今回、私は深めるほうを選んだ。そしてサーモンユッケ寿司という、1回目には頼めなかったものに行き着いた。
研究員の結論
また行くか:行く。3回目がある。
この店で私が持ち帰ったのは、1回目と2回目は、別の店に行っているようなものだということだった。
同じ店で、同じ時刻に入って、同じ寿司屋なのに、頼むものが変わる。変わったのは店ではなく、こちらの目のほうである。
その証拠が、メニュー写真7枚だった。1回目の私は、メニューを撮っていない。出てきたものを撮っていた。2回目の私は、これから何を頼めるかを撮っていた。
そして2回とも頼んだものが2つあった。ツナサンドと涙巻き。2回頼んで、はじめて「これは定番だ」と自分で言えるようになる。
向いているのは、寿司も食べたいし、変わったものも食べたい人。両方ある店である。
そして、2回行ける人。
立川には、もう一軒の寿司屋がある
同じ立川でも、2回目に行く理由が正反対の店がある。こちらは「同じものが同じように美味しいか」を確かめに行く店だ。

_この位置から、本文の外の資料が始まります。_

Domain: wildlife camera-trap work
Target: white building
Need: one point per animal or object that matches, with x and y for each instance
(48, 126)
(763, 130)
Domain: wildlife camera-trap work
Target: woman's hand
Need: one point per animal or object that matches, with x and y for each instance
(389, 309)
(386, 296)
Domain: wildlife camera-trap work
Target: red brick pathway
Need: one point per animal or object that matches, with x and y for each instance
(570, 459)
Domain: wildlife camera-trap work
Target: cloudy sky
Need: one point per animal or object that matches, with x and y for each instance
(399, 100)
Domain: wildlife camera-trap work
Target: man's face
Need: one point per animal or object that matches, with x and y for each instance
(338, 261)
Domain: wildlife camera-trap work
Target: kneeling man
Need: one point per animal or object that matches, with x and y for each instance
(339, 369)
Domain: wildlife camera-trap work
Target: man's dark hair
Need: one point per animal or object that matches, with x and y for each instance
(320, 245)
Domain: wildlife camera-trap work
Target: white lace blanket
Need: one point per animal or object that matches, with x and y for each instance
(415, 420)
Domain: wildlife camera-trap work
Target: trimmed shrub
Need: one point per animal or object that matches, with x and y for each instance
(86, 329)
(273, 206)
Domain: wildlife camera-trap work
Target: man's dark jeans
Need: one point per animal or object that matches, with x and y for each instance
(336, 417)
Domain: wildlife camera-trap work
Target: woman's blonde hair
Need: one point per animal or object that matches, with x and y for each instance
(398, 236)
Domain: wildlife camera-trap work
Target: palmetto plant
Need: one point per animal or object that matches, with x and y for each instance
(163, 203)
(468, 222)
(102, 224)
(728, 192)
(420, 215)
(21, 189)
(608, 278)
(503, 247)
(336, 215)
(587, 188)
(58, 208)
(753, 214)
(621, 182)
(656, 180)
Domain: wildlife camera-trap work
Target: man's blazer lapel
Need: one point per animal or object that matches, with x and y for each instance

→ 立川 すし なんば|寿司は、美味しくて当たり前。だから難しい
1回目に、あえて無難を選ぶという話
青梅の居酒屋で麻婆豆腐を頼んだとき、もう少し辛くてもよかったのに2辛で止めた。初めての店で極端な選択をすると、その店の標準がわからなくなるからである。
→ 居酒屋 ICHIDAN(青梅・河辺)|東京に、行ったことのない街がまだあった
店舗情報
| 項目 | 内容 |
|---|---|
| 店名 | 立川すしわさび |
| 所在地 | 東京都立川市錦町1-3-29 鴨志田ビル1F |
| アクセス | JR立川駅南口から徒歩約3分 |
| 席 | 52席(カウンター席・ボックス席) |
| 頼んだもの | 寿司屋が本気で作ったツナサンド/涙巻き/サーモンユッケ/サーモンユッケ寿司/三陸から来た磯野ワカメ(わかめの天ぷら)/エビフライ/松10貫/わさびサワー/寿司屋のガリチュー/焼酎/日本酒 |
| 訪問日 | 2025年10月12日(日)/2026年8月15日(土)(2回) |
※価格は掲載していません。※営業時間・定休日はこの記事では記載しません。公表値は変わることがあるので、行く前に必ず店舗にご確認ください。
※メニュー名は訪問時のものです。変更されている場合があります。
※同じ会社が「立川泉町すしわさび」も運営していますが、この記事は駅前の「立川すしわさび」の記録です。